Expedia has a set of core values they call "Expedia Group Leadership Principles" or something similar. They don't brand them as aggressively as Amazon but the behavioral round is absolutely anchored to them. The main themes I see come up repeatedly:
Customer obsession (travel context). Expect something like "Tell me about a time you built something with the end traveler in mind" or just "customer impact" framing. They care a lot about who the end user is.
Moving fast with accountability. "Tell me about a time you made a decision with incomplete data." "Describe a time you pushed back on a deadline." They want to see decisiveness but also ownership of outcomes.
Collaboration across teams. Expedia has a lot of acquired products (Hotels.com, Vrbo, Orbitz) that are still somewhat separate tech stacks. Cross-functional work and influence without authority come up often.

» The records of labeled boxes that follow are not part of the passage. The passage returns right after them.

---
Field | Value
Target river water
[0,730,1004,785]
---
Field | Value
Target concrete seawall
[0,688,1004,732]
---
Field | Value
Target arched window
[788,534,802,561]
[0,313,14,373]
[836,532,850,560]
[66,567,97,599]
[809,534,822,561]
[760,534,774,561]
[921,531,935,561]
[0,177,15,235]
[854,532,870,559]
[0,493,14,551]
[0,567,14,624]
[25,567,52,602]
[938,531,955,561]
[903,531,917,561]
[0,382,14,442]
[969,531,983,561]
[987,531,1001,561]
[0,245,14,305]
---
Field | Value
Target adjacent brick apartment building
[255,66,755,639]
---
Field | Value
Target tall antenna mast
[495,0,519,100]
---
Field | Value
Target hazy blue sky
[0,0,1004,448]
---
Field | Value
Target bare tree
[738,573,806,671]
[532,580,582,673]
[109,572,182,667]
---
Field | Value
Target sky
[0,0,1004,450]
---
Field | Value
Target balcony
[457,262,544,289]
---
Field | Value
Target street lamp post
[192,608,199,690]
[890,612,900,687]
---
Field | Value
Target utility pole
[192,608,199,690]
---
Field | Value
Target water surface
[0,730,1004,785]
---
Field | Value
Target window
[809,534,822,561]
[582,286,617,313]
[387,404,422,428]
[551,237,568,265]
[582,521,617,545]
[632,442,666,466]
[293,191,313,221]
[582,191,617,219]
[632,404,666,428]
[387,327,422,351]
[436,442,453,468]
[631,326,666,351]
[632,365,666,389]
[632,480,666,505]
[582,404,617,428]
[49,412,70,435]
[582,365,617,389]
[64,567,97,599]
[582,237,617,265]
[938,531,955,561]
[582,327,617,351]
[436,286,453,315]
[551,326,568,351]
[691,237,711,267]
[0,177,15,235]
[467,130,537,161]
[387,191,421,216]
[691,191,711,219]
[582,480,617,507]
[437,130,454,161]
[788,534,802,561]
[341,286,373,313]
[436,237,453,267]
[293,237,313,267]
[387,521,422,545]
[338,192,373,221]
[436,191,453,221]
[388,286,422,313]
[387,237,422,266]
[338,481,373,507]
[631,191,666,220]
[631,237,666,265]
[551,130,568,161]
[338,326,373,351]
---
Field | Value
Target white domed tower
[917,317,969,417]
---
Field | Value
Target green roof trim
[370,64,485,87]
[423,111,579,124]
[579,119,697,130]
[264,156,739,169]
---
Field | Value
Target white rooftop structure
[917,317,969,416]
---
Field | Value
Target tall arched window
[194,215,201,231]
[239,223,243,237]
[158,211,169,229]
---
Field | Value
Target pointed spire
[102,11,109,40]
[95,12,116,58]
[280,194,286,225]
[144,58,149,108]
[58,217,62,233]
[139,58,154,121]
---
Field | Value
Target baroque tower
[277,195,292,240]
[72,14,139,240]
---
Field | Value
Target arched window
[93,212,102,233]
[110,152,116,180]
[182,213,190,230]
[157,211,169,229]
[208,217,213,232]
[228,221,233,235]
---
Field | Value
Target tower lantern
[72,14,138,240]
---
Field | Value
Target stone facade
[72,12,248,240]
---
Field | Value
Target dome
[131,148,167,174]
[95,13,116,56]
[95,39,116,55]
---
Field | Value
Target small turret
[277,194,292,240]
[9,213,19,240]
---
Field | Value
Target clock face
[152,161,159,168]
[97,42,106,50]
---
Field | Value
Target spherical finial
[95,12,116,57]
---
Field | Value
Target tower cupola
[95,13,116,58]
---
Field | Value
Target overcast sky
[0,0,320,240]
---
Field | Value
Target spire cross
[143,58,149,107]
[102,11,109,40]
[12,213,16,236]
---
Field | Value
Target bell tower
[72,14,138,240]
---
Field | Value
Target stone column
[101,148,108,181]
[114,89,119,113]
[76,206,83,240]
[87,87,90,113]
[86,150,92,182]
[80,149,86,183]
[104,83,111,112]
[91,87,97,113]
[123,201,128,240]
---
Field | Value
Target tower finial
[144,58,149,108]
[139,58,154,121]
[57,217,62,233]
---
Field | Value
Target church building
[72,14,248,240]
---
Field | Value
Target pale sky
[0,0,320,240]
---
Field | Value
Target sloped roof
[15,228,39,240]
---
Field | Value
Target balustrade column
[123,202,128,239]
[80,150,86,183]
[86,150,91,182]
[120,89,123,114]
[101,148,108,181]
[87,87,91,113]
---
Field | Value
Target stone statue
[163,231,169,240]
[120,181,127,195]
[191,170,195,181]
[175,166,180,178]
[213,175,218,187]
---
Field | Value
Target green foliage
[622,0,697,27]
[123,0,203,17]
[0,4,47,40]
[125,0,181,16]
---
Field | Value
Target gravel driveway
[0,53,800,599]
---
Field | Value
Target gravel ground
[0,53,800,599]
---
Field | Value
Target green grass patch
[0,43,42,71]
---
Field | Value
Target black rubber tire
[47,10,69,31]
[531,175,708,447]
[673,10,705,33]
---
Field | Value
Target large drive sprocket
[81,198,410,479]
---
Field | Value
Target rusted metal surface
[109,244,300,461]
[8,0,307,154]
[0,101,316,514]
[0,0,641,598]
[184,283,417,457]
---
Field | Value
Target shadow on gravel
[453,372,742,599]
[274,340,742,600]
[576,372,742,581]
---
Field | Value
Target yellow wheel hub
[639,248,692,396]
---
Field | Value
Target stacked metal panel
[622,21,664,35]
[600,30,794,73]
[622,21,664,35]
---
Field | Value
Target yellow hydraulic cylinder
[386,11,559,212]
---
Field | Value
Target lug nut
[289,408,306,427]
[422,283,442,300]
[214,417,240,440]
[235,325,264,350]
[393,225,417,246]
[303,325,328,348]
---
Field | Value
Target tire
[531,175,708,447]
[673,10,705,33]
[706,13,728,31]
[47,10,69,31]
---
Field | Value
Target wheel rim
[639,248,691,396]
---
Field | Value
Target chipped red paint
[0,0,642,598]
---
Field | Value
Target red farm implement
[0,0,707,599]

Inclusion and diversity. At least one question in the loop tends to touch this. "Tell me about a time you amplified a quieter voice on your team" or similar. Prepare something real.
Format: typically 1-2 dedicated behavioral rounds in the full loop, plus behavioral components baked into the manager/hiring manager interview. You're looking at 6-8 STAR stories minimum to be comfortable.
One thing candidates mess up: answering too abstractly. Expedia interviewers want specifics. What was the product, what was the metric, what was your exact contribution. The "situation" part of STAR should be tight; the "result" part should have a number or a concrete outcome.
Don't walk in thinking the behavioral round is easy just because the coding bar is reasonable. That's where some technically strong candidates get cut.